L’attribution de l’Aspa n’est pas automatique. Il faut résider en France au moins neuf mois par an et avoir au moins 65 ans (sauf exceptions : invalidité, ancien combattant, etc.). Les plafonds de ressources sont stricts : pas plus de 1 034 € mensuels pour une personne seule, ou 1 605 € pour un couple. L’administration prend en compte l’ensemble des revenus du foyer, y compris les rentes, loyers ou intérêts du patrimoine.
Une démarche administrative à initier sans tarder
La demande d’Aspa doit être adressée à l’organisme de retraite du bénéficiaire : la CARSAT pour les salariés, la MSA pour les agriculteurs, ou la CCAS pour les personnes sans carrière cotisée. Le dossier doit comprendre une pièce d’identité, un justificatif de résidence et une attestation de revenus. Une fois acceptée, l’allocation est versée mensuellement, avec effet rétroactif à la date de dépôt si les conditions étaient déjà remplies.
Un frein persistant : la peur de la récupération sur succession

Malgré son importance, l’Aspa reste une aide peu demandée, souvent par ignorance ou par crainte de ses modalités de récupération. En effet, si l’actif net successoral dépasse 100 000 € (en métropole), l’État peut réclamer une partie des sommes versées au décès du bénéficiaire. Toutefois, cette récupération est plafonnée : 7 799 € pour une personne seule et 10 427 € pour un couple. Ces montants restent faibles au regard de l’aide apportée durant plusieurs années.

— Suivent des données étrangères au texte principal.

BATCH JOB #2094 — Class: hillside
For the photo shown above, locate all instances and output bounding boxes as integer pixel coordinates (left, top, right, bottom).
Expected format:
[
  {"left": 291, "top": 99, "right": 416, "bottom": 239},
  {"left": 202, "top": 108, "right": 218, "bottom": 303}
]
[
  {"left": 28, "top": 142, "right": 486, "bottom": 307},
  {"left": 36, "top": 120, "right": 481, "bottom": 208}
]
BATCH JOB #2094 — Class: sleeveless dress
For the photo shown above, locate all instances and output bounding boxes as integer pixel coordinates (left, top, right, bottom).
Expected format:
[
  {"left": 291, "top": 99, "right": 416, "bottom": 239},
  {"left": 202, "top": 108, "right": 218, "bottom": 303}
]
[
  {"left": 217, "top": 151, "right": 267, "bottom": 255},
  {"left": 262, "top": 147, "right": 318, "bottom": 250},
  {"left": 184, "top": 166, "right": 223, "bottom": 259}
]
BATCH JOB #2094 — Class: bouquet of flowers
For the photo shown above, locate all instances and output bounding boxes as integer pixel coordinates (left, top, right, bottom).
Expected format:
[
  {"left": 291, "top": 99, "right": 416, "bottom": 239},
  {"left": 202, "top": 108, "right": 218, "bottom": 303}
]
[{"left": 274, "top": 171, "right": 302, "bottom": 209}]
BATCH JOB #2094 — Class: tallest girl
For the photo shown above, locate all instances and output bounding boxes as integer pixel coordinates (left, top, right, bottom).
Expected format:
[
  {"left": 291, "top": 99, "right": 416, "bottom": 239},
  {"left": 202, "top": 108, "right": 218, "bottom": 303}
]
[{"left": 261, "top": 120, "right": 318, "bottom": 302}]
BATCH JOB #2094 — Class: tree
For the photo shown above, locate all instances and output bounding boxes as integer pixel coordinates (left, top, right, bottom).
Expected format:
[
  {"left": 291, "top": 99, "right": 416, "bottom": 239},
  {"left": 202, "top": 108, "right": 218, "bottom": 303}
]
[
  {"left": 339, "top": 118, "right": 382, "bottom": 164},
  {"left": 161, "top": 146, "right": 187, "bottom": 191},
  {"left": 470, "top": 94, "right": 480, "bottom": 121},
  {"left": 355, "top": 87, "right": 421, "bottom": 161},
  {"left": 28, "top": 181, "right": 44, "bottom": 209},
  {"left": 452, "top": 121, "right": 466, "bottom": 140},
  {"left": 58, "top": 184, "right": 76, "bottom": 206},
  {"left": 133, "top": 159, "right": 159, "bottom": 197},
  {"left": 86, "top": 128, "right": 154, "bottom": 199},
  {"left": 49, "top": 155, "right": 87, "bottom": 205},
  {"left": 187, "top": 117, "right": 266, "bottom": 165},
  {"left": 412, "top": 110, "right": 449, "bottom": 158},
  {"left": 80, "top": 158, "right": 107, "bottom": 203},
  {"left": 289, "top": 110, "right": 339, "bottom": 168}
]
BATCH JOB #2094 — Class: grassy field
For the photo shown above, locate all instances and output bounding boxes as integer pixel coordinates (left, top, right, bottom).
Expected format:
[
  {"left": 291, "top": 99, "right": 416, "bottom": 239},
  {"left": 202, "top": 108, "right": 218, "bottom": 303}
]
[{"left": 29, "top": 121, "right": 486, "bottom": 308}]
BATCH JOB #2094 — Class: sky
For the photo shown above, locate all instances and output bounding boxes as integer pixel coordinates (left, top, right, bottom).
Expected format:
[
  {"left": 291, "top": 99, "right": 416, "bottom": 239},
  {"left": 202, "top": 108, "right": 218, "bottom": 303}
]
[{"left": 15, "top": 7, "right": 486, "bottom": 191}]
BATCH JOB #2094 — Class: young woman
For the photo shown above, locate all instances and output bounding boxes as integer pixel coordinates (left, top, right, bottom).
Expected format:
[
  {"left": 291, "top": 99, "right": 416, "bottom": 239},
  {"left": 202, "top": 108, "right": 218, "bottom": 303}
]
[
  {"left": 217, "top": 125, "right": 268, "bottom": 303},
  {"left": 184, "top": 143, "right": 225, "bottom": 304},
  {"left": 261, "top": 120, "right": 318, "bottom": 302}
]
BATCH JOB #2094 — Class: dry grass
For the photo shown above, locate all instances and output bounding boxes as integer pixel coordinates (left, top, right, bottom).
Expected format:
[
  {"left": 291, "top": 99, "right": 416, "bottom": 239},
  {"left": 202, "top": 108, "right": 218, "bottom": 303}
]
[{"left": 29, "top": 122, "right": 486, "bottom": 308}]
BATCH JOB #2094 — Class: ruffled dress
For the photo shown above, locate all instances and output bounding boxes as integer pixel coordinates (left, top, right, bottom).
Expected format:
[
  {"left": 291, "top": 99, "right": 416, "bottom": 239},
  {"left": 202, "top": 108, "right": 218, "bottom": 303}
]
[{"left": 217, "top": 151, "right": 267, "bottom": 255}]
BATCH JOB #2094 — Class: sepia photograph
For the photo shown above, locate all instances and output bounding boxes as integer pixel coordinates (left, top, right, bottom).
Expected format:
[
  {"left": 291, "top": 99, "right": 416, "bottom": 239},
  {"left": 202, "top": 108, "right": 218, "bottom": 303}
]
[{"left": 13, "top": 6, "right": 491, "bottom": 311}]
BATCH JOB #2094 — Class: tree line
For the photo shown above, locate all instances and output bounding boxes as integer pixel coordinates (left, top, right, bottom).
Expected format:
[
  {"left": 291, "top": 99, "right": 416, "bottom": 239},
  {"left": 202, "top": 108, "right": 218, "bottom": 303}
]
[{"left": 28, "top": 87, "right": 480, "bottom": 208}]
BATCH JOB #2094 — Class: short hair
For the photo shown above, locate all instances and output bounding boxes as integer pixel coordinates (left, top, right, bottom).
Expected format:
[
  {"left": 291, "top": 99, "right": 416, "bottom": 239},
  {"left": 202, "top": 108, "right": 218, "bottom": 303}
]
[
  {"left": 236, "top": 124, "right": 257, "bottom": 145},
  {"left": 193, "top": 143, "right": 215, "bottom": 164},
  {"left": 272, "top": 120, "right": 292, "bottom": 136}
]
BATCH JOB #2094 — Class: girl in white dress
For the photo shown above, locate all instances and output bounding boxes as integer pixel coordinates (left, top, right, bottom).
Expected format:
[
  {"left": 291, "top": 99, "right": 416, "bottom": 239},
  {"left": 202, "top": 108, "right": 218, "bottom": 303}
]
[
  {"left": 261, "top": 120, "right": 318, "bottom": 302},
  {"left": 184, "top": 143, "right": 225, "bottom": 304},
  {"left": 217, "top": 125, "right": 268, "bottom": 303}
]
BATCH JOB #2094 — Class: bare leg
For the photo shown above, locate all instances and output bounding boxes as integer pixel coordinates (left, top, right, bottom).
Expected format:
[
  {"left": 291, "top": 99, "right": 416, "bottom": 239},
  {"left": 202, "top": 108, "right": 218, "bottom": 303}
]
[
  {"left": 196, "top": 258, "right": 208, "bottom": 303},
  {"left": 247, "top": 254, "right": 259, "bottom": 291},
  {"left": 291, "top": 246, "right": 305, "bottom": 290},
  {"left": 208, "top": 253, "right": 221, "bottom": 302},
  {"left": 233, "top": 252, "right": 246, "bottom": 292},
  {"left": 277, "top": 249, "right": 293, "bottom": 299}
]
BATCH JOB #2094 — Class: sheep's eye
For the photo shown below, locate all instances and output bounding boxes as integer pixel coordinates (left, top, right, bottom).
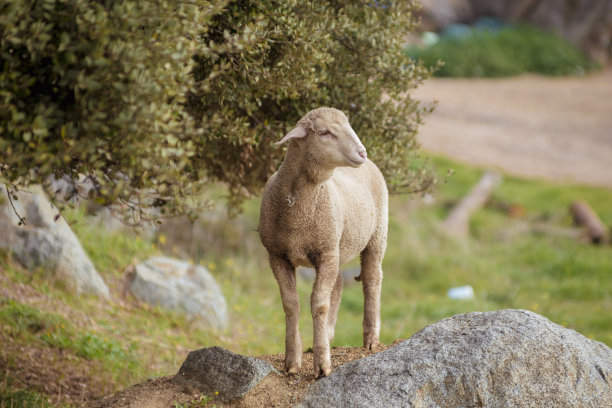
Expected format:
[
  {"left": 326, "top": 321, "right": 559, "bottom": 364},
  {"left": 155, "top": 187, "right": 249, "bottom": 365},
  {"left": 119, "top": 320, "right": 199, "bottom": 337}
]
[{"left": 320, "top": 130, "right": 335, "bottom": 140}]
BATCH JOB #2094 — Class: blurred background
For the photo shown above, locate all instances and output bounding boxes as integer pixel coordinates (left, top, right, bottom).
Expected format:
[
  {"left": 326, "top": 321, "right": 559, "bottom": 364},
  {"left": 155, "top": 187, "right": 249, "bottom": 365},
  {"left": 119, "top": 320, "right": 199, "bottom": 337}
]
[
  {"left": 412, "top": 0, "right": 612, "bottom": 189},
  {"left": 1, "top": 0, "right": 611, "bottom": 406}
]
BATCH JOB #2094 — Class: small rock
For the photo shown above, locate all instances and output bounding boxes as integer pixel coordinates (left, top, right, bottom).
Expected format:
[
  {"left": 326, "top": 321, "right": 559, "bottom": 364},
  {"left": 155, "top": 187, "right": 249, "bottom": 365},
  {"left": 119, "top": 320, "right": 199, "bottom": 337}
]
[
  {"left": 173, "top": 346, "right": 277, "bottom": 401},
  {"left": 128, "top": 257, "right": 228, "bottom": 330}
]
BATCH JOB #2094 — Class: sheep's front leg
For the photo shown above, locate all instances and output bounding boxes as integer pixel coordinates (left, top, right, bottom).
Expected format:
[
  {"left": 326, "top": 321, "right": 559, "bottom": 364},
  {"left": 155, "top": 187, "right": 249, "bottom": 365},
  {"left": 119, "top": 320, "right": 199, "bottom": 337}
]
[
  {"left": 270, "top": 256, "right": 302, "bottom": 373},
  {"left": 360, "top": 247, "right": 383, "bottom": 349},
  {"left": 327, "top": 272, "right": 343, "bottom": 342},
  {"left": 311, "top": 254, "right": 339, "bottom": 378}
]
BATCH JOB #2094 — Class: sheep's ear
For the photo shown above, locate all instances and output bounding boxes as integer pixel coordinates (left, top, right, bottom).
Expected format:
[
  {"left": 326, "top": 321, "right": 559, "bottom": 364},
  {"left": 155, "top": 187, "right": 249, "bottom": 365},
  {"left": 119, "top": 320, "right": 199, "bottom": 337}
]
[{"left": 276, "top": 125, "right": 307, "bottom": 145}]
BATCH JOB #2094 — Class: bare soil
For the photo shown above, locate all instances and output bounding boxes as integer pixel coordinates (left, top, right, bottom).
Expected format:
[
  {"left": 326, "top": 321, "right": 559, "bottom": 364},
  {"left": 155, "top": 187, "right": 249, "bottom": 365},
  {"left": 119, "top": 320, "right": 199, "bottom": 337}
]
[
  {"left": 89, "top": 344, "right": 392, "bottom": 408},
  {"left": 0, "top": 271, "right": 116, "bottom": 406},
  {"left": 0, "top": 333, "right": 115, "bottom": 406},
  {"left": 413, "top": 69, "right": 612, "bottom": 188}
]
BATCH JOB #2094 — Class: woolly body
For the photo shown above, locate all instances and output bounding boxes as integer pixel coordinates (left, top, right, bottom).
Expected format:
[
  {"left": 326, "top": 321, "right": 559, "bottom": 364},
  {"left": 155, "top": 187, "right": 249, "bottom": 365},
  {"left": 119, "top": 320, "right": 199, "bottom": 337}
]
[
  {"left": 260, "top": 162, "right": 386, "bottom": 268},
  {"left": 259, "top": 107, "right": 388, "bottom": 377}
]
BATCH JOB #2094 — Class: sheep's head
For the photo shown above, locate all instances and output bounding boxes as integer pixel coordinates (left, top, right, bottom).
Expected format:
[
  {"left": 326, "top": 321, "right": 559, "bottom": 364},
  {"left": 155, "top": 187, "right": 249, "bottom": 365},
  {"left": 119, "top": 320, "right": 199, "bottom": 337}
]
[{"left": 277, "top": 107, "right": 367, "bottom": 168}]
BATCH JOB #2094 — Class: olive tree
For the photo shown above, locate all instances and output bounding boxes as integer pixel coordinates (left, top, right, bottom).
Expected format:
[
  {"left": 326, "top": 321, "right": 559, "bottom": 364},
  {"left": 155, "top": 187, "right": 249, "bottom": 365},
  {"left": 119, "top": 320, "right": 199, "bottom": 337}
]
[
  {"left": 0, "top": 0, "right": 434, "bottom": 218},
  {"left": 189, "top": 0, "right": 435, "bottom": 207}
]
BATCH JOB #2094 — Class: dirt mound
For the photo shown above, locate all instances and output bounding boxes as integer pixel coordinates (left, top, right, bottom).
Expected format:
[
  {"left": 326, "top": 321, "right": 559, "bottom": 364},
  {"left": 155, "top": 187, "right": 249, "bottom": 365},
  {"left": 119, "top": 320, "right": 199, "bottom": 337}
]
[{"left": 90, "top": 344, "right": 393, "bottom": 408}]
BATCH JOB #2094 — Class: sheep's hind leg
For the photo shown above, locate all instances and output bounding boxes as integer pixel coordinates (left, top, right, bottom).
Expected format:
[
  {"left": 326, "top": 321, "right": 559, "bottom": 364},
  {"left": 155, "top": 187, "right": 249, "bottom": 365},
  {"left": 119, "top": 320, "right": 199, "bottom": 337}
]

L’Aspa a été conçue pour garantir une fin de vie digne à toutes les personnes âgées résidant en France, quel que soit leur parcours professionnel. Pourtant, des dizaines de milliers de retraités éligibles ne la réclament jamais. Face au coût de la vie qui pèse lourdement sur les plus fragiles, il est crucial de faire connaître ce dispositif, d’autant qu’il s’intègre pleinement dans le système solidaire français.